Pünktlich zur Jahrtausendwende verkündete der Regisseur und Produzent George Lucas den Beginn der digitalen Revolution. Sein seit den Anfängen wegbegleitender Freund Walter Murch, vielfach ausgezeichneter Cutter und Sounddesigner, tat es ihm sogar eine Spur enthusiastischer nach. Kein Mikrofon, das nicht die lobpreisenden Worte des digitalen Umsturzes auffing.
In der Encyclopedia Britannica steht bei Revolution unter anderem: „Der Terminus wird sinngemäß auch in Ausdrücken wie der Industriellen Revolution verwendet, wo er sich auf einen radikalen und grundlegenden Wandel in ökonomischen Beziehungen und technologischen Gegebenheiten bezieht.“
Da haben Lucas und Murch nicht übertrieben, könnte man wenigstens glauben.
Das kleine Kino um die Ecke hat nun auch dicht gemacht. Da ging man noch hin, wenn man was auf sich hielt, wenn man wirklich etwas von Kinoflair spüren wollte. Das große Kino um die Ecke gibt es noch, eines der ältesten in der Stadt. Noch die alten Wandteppiche, die schon leicht riechen, nicht zu vergessen die historisch anmutenden Holzsitze mit Schaumstoff und Kunstlederbezug. Dieses ächzende Quietschen des Seilzuges, wenn sich der Vorhang öffnet. Das Nachstellen von Bildstand und Schärfe, wenn das erste Bild auf die Leinwand fällt. Wahre Kino-Atmosphäre.
Keine von Popcorn verschmierte Sitzreihen und auch kein störendes Publikum, wie in den überfüllten, umtriebigen Abspielstätten des Multiplex. Hier um die Ecke, da rattert noch die alte Ernemann. In leisen Sequenzen hört man sie aus dem Vorführraum in den Saal. Die Xenon-Lampe müsste erneuert werden, das Bild ist schon einen Hauch zu dunkel. Aber das Bild ist auch ein bisschen milchig, der Spiegel im Lampenhaus sollte mal gereinigt werden. Dafür knallt es ordentlich, wenn von der Pausenmusik auf Filmton umgeschaltet wird.
Alte Kinos haben ein erstaunliches Flair. Sie bestechen tatsächlich noch durch Ästhetik statt durch Funktionalität. Ein bisschen Prunk, ein Hauch Historie, das Gefühl, dass hier Großes stattgefunden hat. Sie sind schön anzuschauen, und sie laden zum Träumen ein. Und diese alten Säle werfen die berechtigte Frage auf, warum es heute nicht genauso sein kann. Vielleicht, weil es während 99 Prozent unseres Aufenthaltes an diesem Ort sowieso dunkel ist.
Aber haltet ein, ihr dunklen Gedanken.

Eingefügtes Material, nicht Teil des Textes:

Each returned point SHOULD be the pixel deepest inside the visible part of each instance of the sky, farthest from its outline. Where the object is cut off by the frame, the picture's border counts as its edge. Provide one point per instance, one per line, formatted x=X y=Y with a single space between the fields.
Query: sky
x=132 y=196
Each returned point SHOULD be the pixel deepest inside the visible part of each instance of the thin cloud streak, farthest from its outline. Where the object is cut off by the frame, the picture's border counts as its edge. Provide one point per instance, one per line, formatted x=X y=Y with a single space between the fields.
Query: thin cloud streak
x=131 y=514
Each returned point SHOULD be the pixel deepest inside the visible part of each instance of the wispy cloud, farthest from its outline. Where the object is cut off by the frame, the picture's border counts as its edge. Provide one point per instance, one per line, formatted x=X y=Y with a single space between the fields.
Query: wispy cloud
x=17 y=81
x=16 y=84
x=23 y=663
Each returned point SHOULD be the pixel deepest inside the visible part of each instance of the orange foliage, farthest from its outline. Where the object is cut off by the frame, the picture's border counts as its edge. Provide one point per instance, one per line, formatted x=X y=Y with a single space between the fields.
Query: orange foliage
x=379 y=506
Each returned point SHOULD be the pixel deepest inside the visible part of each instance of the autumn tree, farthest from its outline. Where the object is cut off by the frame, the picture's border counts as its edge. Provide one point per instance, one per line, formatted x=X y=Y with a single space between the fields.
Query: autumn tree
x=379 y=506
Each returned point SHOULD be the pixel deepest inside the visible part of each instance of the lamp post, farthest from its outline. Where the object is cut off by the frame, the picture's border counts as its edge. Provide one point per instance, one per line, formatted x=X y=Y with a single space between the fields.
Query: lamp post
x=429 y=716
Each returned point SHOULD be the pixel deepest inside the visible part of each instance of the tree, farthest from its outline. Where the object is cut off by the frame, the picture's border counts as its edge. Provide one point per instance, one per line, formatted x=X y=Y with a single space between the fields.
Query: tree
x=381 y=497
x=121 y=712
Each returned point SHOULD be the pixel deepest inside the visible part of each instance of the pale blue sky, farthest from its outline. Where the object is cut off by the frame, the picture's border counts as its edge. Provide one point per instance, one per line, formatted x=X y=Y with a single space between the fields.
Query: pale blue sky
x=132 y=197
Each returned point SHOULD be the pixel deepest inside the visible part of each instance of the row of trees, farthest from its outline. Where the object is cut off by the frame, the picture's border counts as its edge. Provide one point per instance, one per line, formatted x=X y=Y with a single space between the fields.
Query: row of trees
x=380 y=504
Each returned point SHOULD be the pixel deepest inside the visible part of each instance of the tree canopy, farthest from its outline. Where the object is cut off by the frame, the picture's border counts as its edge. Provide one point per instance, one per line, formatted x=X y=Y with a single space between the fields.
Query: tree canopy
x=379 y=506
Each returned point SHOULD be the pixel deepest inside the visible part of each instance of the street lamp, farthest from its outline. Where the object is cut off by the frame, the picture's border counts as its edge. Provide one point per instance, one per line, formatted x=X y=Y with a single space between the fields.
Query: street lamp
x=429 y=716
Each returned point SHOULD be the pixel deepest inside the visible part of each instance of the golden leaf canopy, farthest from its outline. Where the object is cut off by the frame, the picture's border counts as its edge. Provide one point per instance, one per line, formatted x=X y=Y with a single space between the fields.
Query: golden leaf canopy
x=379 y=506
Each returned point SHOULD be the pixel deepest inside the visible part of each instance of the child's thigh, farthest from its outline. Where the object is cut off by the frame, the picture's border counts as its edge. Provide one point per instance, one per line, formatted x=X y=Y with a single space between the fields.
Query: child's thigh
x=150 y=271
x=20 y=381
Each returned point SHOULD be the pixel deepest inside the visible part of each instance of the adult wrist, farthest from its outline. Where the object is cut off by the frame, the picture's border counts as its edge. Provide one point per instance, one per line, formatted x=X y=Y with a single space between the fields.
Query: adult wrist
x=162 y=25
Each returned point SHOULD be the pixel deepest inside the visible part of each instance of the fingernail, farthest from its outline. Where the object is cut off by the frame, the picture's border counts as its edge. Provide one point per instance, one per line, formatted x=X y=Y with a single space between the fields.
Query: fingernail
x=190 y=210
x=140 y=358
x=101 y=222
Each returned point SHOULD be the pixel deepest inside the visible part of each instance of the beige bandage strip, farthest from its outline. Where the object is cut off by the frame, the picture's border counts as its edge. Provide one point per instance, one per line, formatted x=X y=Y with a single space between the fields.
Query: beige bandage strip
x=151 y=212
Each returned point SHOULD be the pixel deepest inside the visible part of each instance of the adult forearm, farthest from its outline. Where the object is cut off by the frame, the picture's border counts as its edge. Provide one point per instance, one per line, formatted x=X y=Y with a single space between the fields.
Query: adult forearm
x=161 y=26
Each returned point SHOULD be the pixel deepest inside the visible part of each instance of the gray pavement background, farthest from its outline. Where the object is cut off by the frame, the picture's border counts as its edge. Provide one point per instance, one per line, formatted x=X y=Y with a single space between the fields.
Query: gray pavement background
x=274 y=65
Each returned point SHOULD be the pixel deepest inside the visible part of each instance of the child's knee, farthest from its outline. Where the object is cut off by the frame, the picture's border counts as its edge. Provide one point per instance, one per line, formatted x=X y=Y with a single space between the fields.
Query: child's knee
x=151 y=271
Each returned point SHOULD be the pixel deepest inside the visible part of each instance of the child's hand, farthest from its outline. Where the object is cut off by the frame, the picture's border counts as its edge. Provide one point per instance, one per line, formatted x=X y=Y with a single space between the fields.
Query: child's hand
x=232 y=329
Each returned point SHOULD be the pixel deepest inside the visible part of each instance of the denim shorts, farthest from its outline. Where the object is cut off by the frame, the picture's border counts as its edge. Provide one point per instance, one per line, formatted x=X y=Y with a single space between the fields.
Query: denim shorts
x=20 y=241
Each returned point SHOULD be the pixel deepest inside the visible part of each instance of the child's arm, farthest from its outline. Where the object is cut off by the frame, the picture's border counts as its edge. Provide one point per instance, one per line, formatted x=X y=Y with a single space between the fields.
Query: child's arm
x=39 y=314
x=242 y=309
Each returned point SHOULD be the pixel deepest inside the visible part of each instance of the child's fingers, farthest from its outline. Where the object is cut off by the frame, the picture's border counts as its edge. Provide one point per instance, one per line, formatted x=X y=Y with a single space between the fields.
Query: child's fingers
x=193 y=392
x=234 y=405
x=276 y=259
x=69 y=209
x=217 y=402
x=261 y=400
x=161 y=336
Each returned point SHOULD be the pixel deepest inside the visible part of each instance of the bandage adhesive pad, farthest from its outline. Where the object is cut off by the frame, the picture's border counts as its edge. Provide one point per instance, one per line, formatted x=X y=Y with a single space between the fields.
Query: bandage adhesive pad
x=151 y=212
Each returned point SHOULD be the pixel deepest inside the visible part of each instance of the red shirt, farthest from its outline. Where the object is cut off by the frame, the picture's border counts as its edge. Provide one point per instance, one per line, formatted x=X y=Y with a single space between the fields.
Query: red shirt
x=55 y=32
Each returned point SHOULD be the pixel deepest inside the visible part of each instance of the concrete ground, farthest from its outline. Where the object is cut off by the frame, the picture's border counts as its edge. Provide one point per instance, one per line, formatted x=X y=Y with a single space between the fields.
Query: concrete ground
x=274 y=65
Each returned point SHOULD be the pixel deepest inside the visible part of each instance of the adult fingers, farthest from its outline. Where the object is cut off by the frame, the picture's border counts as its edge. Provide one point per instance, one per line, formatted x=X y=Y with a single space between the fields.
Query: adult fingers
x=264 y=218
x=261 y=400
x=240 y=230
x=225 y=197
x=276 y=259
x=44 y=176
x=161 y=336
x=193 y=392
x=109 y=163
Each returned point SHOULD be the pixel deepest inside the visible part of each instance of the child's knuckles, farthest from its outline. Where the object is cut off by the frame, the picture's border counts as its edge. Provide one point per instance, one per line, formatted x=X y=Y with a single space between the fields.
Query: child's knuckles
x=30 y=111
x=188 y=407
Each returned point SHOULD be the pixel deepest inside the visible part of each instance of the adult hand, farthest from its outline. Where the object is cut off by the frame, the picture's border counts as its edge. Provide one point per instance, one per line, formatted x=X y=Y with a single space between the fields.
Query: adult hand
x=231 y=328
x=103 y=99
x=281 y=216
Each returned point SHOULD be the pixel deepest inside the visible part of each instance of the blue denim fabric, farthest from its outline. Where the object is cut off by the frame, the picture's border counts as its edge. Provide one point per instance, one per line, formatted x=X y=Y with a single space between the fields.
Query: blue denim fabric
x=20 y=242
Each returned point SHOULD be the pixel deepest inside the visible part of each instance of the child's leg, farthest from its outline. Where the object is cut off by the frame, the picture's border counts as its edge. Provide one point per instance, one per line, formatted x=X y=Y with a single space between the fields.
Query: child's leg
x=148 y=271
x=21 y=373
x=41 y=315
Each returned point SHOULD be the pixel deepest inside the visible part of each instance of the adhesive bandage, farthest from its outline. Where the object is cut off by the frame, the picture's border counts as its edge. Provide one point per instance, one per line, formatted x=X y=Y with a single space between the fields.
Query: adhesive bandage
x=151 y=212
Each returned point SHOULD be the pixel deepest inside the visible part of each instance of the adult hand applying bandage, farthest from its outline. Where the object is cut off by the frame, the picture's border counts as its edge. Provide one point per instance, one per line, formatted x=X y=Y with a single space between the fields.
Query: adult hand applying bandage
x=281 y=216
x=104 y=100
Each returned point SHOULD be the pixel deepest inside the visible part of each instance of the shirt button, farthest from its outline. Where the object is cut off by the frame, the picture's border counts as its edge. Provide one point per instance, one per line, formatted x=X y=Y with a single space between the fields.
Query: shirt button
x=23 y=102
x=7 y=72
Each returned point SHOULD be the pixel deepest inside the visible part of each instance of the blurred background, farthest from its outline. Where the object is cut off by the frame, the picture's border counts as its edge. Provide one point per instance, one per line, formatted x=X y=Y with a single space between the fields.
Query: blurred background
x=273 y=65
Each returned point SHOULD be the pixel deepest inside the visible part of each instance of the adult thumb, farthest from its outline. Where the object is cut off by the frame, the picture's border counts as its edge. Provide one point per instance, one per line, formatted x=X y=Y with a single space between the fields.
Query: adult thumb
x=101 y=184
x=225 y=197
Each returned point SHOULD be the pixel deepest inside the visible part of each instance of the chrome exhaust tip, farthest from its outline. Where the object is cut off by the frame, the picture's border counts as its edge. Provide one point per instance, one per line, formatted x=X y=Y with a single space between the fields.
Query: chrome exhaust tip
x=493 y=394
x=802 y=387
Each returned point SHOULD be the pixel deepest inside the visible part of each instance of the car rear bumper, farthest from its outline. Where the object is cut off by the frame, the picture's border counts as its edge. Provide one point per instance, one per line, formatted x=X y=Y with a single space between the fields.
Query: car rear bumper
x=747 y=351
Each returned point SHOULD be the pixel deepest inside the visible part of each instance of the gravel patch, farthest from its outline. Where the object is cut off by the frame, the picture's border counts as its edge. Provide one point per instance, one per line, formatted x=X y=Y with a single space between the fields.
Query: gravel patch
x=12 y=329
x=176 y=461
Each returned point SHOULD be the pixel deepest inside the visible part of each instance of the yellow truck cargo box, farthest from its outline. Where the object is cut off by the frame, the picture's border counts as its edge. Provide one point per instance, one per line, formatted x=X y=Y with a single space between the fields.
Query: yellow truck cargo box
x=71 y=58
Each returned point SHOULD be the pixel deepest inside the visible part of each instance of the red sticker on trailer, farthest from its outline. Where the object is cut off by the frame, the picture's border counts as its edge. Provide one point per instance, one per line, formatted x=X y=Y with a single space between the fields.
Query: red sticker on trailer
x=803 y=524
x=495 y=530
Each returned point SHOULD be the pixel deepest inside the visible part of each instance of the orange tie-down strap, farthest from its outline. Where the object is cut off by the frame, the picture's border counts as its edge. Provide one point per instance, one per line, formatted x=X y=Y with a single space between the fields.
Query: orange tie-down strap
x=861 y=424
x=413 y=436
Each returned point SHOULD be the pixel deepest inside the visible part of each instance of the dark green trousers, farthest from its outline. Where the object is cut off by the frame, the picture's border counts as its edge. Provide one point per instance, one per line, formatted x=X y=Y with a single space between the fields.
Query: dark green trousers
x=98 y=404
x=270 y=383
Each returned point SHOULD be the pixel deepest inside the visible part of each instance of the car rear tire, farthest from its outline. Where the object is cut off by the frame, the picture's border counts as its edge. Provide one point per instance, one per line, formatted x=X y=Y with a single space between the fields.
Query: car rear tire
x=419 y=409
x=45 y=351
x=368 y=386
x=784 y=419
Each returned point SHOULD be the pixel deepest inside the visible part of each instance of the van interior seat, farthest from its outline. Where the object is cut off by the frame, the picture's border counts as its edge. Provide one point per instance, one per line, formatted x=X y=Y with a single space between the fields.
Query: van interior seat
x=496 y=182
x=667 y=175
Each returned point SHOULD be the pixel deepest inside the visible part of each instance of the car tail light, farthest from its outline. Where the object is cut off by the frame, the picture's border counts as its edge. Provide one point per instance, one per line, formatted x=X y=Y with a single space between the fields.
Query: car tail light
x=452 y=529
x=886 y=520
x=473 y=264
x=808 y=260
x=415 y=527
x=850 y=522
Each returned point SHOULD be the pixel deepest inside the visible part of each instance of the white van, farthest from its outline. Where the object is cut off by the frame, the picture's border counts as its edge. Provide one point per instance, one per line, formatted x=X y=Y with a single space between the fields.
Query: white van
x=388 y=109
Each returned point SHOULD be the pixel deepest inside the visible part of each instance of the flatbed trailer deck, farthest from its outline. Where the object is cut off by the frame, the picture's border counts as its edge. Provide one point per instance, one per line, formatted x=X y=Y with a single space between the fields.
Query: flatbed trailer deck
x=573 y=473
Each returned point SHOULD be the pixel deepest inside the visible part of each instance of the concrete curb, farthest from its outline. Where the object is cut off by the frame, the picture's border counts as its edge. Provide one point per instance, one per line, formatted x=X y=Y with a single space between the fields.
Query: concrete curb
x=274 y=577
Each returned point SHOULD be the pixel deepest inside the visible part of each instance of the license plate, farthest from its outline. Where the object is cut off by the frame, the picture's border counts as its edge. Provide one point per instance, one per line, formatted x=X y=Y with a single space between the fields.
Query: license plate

Da, eine 40.000-Einwohner-Stadt. Der hoffnungslose Fall eines einzigen, nur 125 Menschen fassenden Saales. Der filmverrückte Privatmann investiert mühsam angesparte 80.000 Euro für eine komplett digitale Technik. Die Filmauswahl ist entsprechend gering, aber das Publikum dankbar – und zahlreich.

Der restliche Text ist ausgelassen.